Removing Centralized Trust
Microsoft adds that while various solutions already exist for document certification online, these involve signature storage via a centralized entity, thus placing trust at a weak point.
“An alternative to relying on a single entity (commercial, public, government, etc.) to keep such proof of identity safe is to create a hash of the document and send that hash to the publicly accessible blockchain, such as Bitcoin,” the release continues.
“Once the hash data is present on the public blockchain, the document can’t be changed without invalidating the hash. This approach guarantees both the document’s privacy and the data’s availability for future validation purposes.”
The solution is compatible with products across the Office suite. “In a more general sense, anyone wanting to certify and verify any digital asset could reuse and build upon this knowledge, too,” Microsoft adds, noting the code for the Office implementation is open source and available on GitHub.
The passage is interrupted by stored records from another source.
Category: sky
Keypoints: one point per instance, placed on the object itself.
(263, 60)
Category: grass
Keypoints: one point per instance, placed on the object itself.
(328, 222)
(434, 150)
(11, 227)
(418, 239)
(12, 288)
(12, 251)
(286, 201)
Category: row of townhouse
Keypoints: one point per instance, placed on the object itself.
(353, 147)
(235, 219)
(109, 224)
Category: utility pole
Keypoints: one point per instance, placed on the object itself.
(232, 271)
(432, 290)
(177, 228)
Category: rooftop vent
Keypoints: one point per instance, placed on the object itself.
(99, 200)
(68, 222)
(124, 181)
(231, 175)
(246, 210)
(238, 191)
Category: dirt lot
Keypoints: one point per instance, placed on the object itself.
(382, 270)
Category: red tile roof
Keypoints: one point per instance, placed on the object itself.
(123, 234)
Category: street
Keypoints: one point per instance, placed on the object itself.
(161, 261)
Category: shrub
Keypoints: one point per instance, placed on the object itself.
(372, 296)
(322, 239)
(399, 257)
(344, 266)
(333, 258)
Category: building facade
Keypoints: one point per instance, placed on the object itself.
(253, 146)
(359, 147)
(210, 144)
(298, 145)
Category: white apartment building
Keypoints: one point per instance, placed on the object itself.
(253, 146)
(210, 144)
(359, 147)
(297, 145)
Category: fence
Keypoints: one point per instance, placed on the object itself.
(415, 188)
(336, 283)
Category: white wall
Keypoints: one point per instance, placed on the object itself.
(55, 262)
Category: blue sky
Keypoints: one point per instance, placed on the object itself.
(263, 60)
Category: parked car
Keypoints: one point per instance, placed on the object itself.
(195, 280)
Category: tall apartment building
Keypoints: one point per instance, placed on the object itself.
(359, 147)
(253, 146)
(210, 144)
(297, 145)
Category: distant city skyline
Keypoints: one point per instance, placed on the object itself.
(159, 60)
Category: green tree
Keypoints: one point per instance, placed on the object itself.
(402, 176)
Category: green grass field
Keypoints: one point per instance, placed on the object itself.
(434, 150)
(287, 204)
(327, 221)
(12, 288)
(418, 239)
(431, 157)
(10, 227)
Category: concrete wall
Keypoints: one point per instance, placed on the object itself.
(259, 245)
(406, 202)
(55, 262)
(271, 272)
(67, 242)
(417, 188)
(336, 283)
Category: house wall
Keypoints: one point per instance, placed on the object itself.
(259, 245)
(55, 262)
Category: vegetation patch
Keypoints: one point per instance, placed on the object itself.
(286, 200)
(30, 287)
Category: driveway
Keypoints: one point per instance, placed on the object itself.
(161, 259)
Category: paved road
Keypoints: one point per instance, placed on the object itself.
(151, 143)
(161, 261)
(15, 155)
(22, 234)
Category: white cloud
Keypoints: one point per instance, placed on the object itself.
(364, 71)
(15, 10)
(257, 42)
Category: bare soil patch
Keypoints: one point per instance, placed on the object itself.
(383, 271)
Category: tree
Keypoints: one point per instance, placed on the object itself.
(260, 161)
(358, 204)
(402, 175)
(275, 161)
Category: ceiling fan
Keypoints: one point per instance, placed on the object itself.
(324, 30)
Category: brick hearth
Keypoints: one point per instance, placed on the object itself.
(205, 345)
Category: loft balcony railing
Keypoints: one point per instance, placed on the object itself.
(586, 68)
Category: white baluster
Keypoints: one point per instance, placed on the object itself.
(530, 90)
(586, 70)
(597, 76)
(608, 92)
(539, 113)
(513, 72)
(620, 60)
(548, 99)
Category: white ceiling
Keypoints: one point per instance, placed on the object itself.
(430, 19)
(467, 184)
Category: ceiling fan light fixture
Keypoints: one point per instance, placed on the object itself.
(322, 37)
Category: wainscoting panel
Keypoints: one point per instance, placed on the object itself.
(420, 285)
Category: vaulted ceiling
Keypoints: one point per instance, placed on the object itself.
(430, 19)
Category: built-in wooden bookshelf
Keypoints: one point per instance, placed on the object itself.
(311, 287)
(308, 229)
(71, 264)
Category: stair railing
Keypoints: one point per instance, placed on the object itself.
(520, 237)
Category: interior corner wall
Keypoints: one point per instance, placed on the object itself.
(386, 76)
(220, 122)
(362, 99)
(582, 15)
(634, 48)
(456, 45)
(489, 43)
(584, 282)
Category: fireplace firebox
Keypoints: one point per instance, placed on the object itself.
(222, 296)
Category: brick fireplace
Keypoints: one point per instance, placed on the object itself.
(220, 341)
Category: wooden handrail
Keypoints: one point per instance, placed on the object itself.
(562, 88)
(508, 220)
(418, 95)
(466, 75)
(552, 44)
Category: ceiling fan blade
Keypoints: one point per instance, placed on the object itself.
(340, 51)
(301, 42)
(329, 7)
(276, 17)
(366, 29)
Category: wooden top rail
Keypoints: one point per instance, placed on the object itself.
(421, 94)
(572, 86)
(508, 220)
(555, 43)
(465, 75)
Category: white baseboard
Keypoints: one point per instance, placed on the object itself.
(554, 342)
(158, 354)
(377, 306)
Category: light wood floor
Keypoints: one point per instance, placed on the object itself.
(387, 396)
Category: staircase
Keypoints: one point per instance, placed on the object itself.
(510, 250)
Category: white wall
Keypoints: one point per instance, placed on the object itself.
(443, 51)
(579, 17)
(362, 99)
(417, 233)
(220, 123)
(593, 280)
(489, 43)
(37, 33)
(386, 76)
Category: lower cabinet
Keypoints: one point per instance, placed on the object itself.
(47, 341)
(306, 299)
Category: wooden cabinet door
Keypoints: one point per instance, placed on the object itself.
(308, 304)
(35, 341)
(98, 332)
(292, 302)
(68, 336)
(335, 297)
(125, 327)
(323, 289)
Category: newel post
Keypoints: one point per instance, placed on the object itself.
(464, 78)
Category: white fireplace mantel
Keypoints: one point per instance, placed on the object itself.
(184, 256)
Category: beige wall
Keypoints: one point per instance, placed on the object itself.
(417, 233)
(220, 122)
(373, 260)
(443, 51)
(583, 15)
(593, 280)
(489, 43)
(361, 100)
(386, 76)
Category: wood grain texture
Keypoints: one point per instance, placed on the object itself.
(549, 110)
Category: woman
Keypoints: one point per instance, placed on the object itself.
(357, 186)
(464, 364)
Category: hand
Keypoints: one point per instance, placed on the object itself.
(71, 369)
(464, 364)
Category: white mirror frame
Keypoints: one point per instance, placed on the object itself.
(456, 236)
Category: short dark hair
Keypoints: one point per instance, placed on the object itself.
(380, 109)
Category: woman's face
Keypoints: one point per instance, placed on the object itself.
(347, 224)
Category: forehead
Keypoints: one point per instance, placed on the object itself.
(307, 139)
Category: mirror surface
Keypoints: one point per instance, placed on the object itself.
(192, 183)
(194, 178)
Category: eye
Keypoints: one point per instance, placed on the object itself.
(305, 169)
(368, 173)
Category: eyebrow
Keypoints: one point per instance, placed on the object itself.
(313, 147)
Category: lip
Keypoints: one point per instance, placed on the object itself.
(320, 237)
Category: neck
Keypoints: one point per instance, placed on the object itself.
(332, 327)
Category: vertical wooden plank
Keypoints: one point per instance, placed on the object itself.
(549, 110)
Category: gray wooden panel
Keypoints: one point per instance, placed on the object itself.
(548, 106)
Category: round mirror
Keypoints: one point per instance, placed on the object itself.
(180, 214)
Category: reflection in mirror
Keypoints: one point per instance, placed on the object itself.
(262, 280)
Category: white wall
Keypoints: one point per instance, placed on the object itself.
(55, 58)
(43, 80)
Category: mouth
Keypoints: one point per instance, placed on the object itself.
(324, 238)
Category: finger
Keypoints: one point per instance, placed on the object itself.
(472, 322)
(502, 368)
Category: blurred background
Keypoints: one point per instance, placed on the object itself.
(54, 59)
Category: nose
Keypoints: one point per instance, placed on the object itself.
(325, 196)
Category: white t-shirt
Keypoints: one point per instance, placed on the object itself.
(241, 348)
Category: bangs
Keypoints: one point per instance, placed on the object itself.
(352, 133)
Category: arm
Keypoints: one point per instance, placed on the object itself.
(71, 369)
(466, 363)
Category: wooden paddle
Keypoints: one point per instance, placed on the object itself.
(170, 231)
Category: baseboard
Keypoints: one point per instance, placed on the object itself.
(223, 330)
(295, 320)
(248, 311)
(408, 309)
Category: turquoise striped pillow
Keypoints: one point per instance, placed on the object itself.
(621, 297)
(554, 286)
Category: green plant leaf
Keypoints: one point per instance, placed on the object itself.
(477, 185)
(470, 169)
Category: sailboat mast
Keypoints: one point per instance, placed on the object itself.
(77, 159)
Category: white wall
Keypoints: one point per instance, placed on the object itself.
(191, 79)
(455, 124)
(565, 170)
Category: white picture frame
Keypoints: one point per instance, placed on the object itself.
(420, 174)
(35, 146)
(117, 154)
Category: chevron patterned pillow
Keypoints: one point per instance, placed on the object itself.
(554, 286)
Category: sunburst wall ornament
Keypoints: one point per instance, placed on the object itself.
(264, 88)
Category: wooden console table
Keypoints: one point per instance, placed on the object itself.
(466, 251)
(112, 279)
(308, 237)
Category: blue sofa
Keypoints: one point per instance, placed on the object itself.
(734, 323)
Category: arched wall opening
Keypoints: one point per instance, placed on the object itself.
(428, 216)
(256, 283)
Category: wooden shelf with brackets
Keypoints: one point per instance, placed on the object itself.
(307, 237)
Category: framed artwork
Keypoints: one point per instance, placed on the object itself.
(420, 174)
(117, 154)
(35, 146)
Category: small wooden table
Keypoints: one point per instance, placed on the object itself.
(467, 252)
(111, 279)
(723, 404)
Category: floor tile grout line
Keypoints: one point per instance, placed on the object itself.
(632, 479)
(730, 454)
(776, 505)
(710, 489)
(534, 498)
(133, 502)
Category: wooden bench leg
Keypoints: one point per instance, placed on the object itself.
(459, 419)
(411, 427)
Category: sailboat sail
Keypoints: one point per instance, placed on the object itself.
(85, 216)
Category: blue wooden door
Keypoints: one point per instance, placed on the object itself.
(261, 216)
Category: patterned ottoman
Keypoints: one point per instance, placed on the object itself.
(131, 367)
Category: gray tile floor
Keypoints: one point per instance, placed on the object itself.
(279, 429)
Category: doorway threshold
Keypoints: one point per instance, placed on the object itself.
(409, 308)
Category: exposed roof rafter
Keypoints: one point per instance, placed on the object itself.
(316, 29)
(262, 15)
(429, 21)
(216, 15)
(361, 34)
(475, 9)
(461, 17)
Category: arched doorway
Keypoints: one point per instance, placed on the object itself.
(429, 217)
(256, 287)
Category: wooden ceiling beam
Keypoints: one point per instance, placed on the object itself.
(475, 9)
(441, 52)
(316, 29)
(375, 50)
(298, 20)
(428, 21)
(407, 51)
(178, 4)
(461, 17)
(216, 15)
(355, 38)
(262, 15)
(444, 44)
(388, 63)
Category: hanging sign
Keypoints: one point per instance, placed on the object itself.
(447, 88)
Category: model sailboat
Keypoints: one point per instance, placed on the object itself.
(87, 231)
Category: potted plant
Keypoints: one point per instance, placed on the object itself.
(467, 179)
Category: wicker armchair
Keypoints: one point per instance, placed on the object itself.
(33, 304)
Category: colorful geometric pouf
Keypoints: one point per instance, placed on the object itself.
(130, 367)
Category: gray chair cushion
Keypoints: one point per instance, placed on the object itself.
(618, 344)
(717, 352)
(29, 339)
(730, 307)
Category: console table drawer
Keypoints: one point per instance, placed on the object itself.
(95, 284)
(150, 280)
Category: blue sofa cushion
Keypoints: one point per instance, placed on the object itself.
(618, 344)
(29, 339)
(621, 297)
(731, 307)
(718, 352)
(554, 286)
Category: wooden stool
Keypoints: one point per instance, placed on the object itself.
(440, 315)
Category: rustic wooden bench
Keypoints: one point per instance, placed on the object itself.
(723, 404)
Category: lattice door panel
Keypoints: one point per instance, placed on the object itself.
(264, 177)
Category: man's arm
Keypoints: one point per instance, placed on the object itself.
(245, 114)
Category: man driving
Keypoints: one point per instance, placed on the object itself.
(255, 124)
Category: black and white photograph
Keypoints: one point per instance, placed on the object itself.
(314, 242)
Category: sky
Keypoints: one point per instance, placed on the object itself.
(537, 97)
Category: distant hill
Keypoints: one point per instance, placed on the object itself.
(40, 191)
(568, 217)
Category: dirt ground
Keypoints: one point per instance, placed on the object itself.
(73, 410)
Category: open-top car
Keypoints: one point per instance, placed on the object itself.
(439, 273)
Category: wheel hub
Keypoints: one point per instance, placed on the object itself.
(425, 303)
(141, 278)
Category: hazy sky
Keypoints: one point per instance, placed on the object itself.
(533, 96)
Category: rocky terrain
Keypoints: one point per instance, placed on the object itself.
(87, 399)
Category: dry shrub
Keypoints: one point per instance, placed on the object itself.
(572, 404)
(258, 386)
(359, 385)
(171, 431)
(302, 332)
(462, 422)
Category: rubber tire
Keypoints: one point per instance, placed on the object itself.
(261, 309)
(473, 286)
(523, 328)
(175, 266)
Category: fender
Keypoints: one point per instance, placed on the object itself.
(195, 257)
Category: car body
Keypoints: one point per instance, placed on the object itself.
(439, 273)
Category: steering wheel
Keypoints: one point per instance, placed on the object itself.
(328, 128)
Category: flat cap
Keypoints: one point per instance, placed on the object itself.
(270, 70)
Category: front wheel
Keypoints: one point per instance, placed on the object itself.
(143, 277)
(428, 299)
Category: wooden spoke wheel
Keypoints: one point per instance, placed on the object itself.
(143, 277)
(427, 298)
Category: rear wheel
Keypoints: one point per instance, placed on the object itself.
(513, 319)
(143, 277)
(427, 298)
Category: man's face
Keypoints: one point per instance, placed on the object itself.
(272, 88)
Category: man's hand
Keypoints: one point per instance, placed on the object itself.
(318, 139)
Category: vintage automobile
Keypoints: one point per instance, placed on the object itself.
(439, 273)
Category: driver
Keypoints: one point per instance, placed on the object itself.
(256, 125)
Microsoft ‘Will Signal UASF’
The move comes as a source claims Microsoft would “by default” support a user-activated soft fork (UASF) on the Bitcoin network.
In a tweet Tuesday, Daniel Buchner, the corporation’s head of decentralized identity, said that such signalling would occur across “all (Bitcoin) full nodes and clients used in Microsoft’s open source decentralized identity implementations.”
— Daniel Ƀ (@csuwildcat) April 11, 2017
Asked whether this would mean following a minority chain, Buchner said in a response that it would be “any chain’s version (it’s a cross-chain system) that best preserves/enhances the decentralized state of IDs rooted on it.”